Submit evidence that the complete proposed external cladding system has been assessed according to the acceptance criteria in BR135. The preferred method of demonstrating compliance is via a fire test carried out in accordance with BS8414 Parts 1 & 2 or NFPA 285.
The test should be carried out by an independent accredited testing body. The BS8414 and NFPA 285 tests do not give a PASS / FAIL answer because the data obtained is used by different bodies with different minimum requirements.
Therefore, for code compliancy purposes, any test using this method needs to be supported with a Classification Report for the proposed specification confirming that the acceptance criteria of BR135 has been met. This acceptance criteria is listed in Annex A or Annex B of BR135 and includes external fire spread, internal fire spread and mechanical performance.
If no fire test data exists for a particular system, the client may instead submit a desktop study report from a qualified fire specialist stating whether, in their opinion, BR135 criteria would be met with the proposed system.

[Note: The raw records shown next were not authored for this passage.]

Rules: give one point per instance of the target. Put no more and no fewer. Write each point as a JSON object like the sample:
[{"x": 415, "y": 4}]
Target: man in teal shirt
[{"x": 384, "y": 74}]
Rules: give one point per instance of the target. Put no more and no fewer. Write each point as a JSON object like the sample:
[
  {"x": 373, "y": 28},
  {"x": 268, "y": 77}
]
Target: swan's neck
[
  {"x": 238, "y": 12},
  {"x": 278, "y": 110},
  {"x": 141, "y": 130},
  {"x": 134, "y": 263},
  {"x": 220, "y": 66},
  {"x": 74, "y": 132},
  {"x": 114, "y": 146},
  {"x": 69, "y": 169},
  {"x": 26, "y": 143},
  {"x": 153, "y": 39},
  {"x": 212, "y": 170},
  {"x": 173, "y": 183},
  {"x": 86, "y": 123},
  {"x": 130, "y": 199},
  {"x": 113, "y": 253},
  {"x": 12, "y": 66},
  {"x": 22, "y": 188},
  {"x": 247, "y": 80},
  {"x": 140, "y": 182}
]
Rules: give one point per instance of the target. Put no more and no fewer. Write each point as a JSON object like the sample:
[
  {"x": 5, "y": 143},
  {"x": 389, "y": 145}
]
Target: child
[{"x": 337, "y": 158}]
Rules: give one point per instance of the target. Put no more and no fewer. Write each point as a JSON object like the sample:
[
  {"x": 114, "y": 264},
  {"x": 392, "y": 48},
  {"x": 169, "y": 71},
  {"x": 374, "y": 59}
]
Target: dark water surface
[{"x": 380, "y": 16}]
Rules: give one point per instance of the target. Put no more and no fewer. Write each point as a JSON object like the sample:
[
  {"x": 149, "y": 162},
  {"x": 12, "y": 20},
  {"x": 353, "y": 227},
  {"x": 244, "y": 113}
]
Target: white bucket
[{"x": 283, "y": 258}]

The report should be supported by test data from an independent accredited testing body and so this option may not be of benefit if the products have not already been tested in multiple situations / arrangements. The report should also specifically reference the tests, which have been carried out on the product.
If none of the above options are suitable, the builder may consider a holistic fire engineered approach for the entire building, which is recognized in NFPA and the British Standards as an acceptable alternative approach.
Fire Safety Engineering not only considers the performance of structures, systems, products and materials when exposed to fire, it also includes fire prevention and active and passive fire protection measures e.g. effective means of egress and adequate measures for alarm, detection, control and extinguishment.
Furthermore, it can facilitate innovation in building design without compromising fire safety, particularly in some large and complex buildings, as well as multi–purpose buildings, where it may be the only practical way to achieve a satisfactory level of fire safety.
If taking this advanced route to compliance, it is recommended that the guidance given in BS7974 and IFEG (International Fire Engineering Guidelines) should be followed.